[OpenAFS-devel] volume-dont-artificially-untimeout-vlservers-20061218 updated?

Christopher Allen Wing wingc@engin.umich.edu
Fri, 2 Feb 2007 17:34:40 -0500 (EST)


Jeff:


On Tue, 30 Jan 2007, Jeffrey Hutzelman wrote:

>> I think that the botched version of the CVS delta:
>>
>>  	volume-dont-artificially-untimeout-vlservers-20061218
>> 
>> is crashing some of our AFS clients.  I noticed that the fixed version of
>> this patch made it into CVS yesterday.
>
> This doesn't surprise me much; I suspected that this might cause issues for 
> any client which actually saw a vlserver go down.

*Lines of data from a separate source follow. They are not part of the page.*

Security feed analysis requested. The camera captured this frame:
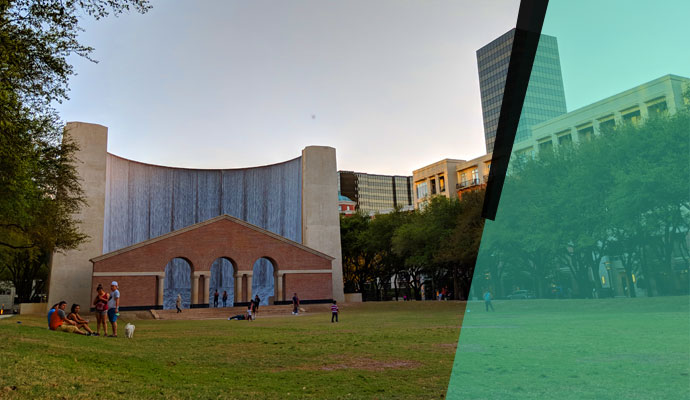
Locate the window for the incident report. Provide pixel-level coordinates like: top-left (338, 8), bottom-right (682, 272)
top-left (472, 168), bottom-right (479, 185)
top-left (415, 182), bottom-right (429, 199)
top-left (539, 138), bottom-right (553, 153)
top-left (577, 124), bottom-right (594, 142)
top-left (647, 97), bottom-right (668, 118)
top-left (599, 115), bottom-right (616, 133)
top-left (621, 107), bottom-right (641, 124)
top-left (557, 129), bottom-right (573, 146)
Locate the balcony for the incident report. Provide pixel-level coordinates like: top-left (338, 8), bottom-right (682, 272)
top-left (455, 176), bottom-right (488, 190)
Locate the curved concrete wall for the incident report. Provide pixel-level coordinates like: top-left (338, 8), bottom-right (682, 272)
top-left (103, 154), bottom-right (302, 308)
top-left (103, 154), bottom-right (302, 250)
top-left (49, 122), bottom-right (344, 310)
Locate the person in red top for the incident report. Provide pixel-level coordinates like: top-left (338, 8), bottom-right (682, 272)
top-left (93, 283), bottom-right (110, 336)
top-left (50, 300), bottom-right (86, 335)
top-left (331, 300), bottom-right (338, 323)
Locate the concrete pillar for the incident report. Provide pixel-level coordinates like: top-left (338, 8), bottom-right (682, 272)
top-left (191, 275), bottom-right (199, 304)
top-left (156, 275), bottom-right (165, 306)
top-left (48, 122), bottom-right (110, 304)
top-left (302, 146), bottom-right (345, 301)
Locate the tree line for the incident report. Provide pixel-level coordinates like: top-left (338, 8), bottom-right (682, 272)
top-left (475, 100), bottom-right (690, 298)
top-left (340, 190), bottom-right (484, 300)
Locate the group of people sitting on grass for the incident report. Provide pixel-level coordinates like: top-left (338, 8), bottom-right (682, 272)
top-left (48, 281), bottom-right (120, 337)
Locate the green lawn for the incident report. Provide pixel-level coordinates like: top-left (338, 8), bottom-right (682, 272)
top-left (448, 296), bottom-right (690, 400)
top-left (0, 302), bottom-right (464, 399)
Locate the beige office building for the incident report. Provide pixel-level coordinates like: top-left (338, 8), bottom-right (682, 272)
top-left (412, 154), bottom-right (491, 209)
top-left (513, 75), bottom-right (690, 158)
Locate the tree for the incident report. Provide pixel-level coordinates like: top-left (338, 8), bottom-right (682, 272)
top-left (0, 0), bottom-right (150, 298)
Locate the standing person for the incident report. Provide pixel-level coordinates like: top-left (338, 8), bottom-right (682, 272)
top-left (484, 290), bottom-right (496, 311)
top-left (93, 283), bottom-right (110, 336)
top-left (292, 293), bottom-right (299, 315)
top-left (106, 281), bottom-right (120, 337)
top-left (175, 293), bottom-right (182, 313)
top-left (331, 300), bottom-right (338, 323)
top-left (254, 294), bottom-right (261, 319)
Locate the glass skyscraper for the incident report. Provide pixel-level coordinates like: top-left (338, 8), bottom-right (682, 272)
top-left (338, 171), bottom-right (413, 213)
top-left (477, 29), bottom-right (566, 153)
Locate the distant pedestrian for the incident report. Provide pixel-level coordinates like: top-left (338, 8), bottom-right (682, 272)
top-left (254, 294), bottom-right (261, 319)
top-left (331, 300), bottom-right (338, 323)
top-left (484, 290), bottom-right (496, 312)
top-left (292, 293), bottom-right (299, 315)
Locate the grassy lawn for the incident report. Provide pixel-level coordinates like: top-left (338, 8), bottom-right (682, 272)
top-left (448, 296), bottom-right (690, 400)
top-left (0, 302), bottom-right (464, 399)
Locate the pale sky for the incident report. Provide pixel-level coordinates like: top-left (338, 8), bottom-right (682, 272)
top-left (58, 0), bottom-right (520, 175)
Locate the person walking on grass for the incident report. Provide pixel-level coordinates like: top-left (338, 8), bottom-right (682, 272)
top-left (93, 283), bottom-right (110, 336)
top-left (292, 293), bottom-right (299, 315)
top-left (175, 293), bottom-right (182, 313)
top-left (484, 290), bottom-right (496, 312)
top-left (106, 281), bottom-right (120, 337)
top-left (331, 300), bottom-right (338, 323)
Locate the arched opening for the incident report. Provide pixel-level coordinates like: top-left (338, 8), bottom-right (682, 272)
top-left (252, 257), bottom-right (277, 305)
top-left (163, 257), bottom-right (192, 310)
top-left (208, 257), bottom-right (237, 307)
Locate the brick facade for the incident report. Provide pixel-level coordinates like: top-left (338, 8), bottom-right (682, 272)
top-left (91, 215), bottom-right (334, 307)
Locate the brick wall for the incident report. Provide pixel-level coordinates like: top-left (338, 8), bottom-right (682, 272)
top-left (92, 217), bottom-right (333, 307)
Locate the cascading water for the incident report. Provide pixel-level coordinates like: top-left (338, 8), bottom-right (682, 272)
top-left (252, 258), bottom-right (275, 305)
top-left (208, 258), bottom-right (235, 307)
top-left (103, 154), bottom-right (302, 309)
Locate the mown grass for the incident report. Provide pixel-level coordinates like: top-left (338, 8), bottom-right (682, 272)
top-left (448, 296), bottom-right (690, 400)
top-left (0, 302), bottom-right (464, 399)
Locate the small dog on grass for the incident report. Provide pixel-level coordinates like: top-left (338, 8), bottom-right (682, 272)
top-left (125, 323), bottom-right (135, 339)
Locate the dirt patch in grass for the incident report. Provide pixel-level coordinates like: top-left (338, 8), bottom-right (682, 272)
top-left (300, 357), bottom-right (421, 371)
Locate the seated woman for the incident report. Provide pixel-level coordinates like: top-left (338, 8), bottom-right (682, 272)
top-left (67, 304), bottom-right (93, 335)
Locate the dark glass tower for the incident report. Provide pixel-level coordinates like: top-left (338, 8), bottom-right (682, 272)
top-left (477, 29), bottom-right (566, 153)
top-left (338, 171), bottom-right (413, 213)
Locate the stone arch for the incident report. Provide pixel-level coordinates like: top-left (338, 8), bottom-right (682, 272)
top-left (163, 256), bottom-right (194, 310)
top-left (206, 256), bottom-right (237, 307)
top-left (251, 255), bottom-right (279, 305)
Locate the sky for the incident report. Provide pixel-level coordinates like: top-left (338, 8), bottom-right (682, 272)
top-left (58, 0), bottom-right (690, 175)
top-left (58, 0), bottom-right (519, 175)
top-left (542, 0), bottom-right (690, 111)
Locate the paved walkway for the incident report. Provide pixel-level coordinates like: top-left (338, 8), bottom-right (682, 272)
top-left (151, 303), bottom-right (331, 320)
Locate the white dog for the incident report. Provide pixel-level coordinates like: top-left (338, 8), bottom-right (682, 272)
top-left (125, 323), bottom-right (135, 339)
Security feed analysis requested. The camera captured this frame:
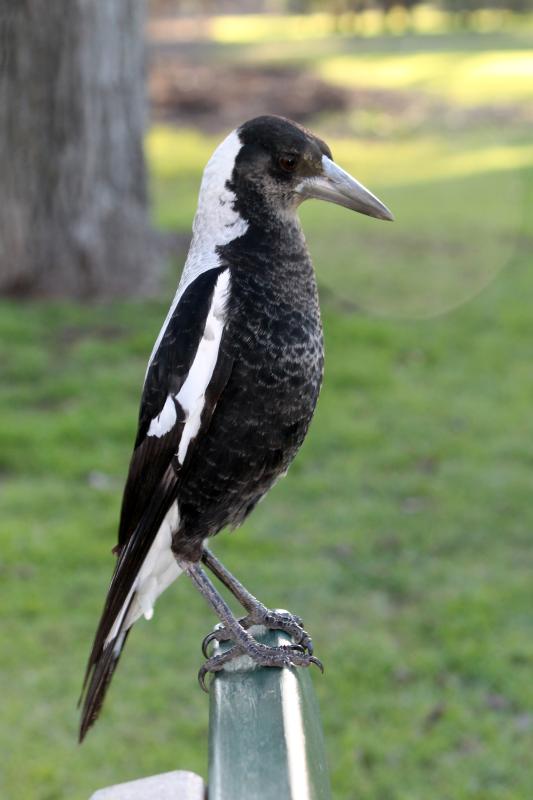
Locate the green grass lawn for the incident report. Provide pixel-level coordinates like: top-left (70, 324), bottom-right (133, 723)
top-left (0, 21), bottom-right (533, 800)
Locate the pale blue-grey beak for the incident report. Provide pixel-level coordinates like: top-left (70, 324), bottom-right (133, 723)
top-left (296, 156), bottom-right (394, 220)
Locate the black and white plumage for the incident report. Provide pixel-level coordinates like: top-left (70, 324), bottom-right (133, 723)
top-left (80, 117), bottom-right (392, 739)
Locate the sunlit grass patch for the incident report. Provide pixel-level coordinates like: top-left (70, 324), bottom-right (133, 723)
top-left (318, 46), bottom-right (533, 104)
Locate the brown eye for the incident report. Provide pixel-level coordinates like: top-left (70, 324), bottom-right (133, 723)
top-left (278, 156), bottom-right (298, 172)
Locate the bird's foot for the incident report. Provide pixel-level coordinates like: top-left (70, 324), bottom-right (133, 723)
top-left (198, 640), bottom-right (324, 692)
top-left (202, 606), bottom-right (313, 659)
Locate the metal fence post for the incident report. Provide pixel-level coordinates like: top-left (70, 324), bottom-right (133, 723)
top-left (208, 628), bottom-right (331, 800)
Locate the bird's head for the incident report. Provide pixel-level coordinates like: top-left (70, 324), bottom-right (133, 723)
top-left (228, 116), bottom-right (393, 220)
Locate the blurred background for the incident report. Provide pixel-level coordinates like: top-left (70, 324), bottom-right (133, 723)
top-left (0, 0), bottom-right (533, 800)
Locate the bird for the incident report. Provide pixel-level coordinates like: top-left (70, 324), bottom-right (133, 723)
top-left (79, 115), bottom-right (393, 741)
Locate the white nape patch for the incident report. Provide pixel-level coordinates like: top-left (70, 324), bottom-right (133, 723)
top-left (145, 130), bottom-right (248, 380)
top-left (176, 269), bottom-right (230, 464)
top-left (105, 502), bottom-right (182, 647)
top-left (147, 394), bottom-right (177, 437)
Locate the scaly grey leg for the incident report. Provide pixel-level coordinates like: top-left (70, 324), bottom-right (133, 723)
top-left (180, 562), bottom-right (322, 689)
top-left (202, 547), bottom-right (313, 658)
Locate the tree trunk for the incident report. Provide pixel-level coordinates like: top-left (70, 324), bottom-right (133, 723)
top-left (0, 0), bottom-right (158, 298)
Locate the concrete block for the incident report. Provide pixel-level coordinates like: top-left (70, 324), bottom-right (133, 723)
top-left (90, 770), bottom-right (206, 800)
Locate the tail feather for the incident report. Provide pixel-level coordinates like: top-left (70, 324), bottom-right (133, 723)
top-left (79, 628), bottom-right (131, 744)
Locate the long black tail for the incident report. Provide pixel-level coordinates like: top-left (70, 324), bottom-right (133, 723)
top-left (78, 628), bottom-right (131, 744)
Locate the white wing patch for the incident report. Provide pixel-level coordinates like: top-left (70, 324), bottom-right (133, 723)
top-left (147, 394), bottom-right (177, 437)
top-left (145, 130), bottom-right (248, 380)
top-left (176, 269), bottom-right (230, 464)
top-left (105, 502), bottom-right (182, 645)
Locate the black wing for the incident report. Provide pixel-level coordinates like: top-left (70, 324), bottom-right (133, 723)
top-left (80, 267), bottom-right (231, 740)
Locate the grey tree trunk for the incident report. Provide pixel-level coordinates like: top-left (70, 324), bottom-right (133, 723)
top-left (0, 0), bottom-right (159, 298)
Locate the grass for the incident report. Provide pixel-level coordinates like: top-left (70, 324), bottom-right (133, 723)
top-left (0, 21), bottom-right (533, 800)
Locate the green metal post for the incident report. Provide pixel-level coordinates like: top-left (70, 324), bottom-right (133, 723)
top-left (208, 628), bottom-right (331, 800)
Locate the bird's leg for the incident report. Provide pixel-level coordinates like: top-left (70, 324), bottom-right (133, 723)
top-left (180, 561), bottom-right (322, 688)
top-left (202, 547), bottom-right (313, 658)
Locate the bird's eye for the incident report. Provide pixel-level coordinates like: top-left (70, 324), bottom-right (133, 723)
top-left (278, 156), bottom-right (298, 172)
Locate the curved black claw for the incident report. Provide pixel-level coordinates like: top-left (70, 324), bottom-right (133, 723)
top-left (202, 609), bottom-right (313, 659)
top-left (202, 616), bottom-right (254, 658)
top-left (198, 631), bottom-right (324, 692)
top-left (261, 611), bottom-right (313, 656)
top-left (202, 631), bottom-right (219, 658)
top-left (309, 656), bottom-right (324, 675)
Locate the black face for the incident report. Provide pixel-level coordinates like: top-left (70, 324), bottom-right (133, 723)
top-left (231, 116), bottom-right (331, 219)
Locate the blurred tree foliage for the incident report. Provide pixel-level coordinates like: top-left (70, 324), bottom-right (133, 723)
top-left (150, 0), bottom-right (533, 22)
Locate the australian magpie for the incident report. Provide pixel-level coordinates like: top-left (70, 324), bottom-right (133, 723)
top-left (80, 116), bottom-right (392, 740)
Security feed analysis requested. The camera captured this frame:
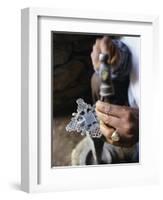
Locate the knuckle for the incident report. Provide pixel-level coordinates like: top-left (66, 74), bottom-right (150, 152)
top-left (126, 110), bottom-right (132, 121)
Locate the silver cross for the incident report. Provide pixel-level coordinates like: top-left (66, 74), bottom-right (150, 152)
top-left (66, 99), bottom-right (101, 138)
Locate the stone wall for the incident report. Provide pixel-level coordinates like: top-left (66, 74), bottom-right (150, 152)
top-left (52, 33), bottom-right (96, 115)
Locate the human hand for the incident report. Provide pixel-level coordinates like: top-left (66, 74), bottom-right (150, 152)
top-left (96, 101), bottom-right (139, 147)
top-left (91, 36), bottom-right (120, 70)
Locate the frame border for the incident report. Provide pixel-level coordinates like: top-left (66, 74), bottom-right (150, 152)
top-left (21, 8), bottom-right (159, 192)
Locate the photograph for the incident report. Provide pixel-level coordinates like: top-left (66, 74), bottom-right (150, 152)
top-left (51, 31), bottom-right (141, 167)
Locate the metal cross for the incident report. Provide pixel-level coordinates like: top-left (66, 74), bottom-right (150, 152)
top-left (66, 99), bottom-right (101, 138)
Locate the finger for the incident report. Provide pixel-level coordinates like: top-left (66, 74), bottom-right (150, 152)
top-left (100, 36), bottom-right (112, 54)
top-left (100, 121), bottom-right (114, 140)
top-left (96, 101), bottom-right (125, 117)
top-left (96, 110), bottom-right (121, 129)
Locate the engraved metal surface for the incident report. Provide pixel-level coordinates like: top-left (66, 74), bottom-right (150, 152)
top-left (66, 99), bottom-right (101, 138)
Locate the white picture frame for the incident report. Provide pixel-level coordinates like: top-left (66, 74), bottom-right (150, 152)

We saw kernel crashes with a backtrace like this:

 	(crash)
 	InstallVolumeEntry()
 	afs_SetupVolume()
 	afs_NewVolumeByName()
 	...
 	...

I think what happened to us was that when the defective code inside 
afs_NewVolumeByName() ran, it left garbage inside the newly allocated 
struct {,n,u}vldbentry.  Eventually, the following code inside 
InstallVolumeEntry() loops up to a billion or whatever garbage was in the 
nServers entry of the structure:

     /* Step through the VLDB entry making sure each server listed is there */
     for (i = 0, j = 0; i < ve->nServers; i++) {
         if (((ve->serverFlags[i] & mask) == 0)
             || (ve->serverFlags[i] & VLSF_DONTUSE)) {
             continue;           /* wrong volume or  don't use this volume */
         }


While executing code inside that loop, a kernel watchdog would eventually 
trigger.  This, unhelpfully, just made the whole machine hard hang.

I think the watchdog timer just triggered due to the time spent looping in 
the kernel.

> Fortunately, we had the 
> chance to fix it before 1.4.3 final.  I'm glad there are people out there 
> deploying release candidates.

The way I see it, if anything goes wrong with the code I'm using, chances 
are I'd just be asked to upgrade to the next release (candidate) anyway.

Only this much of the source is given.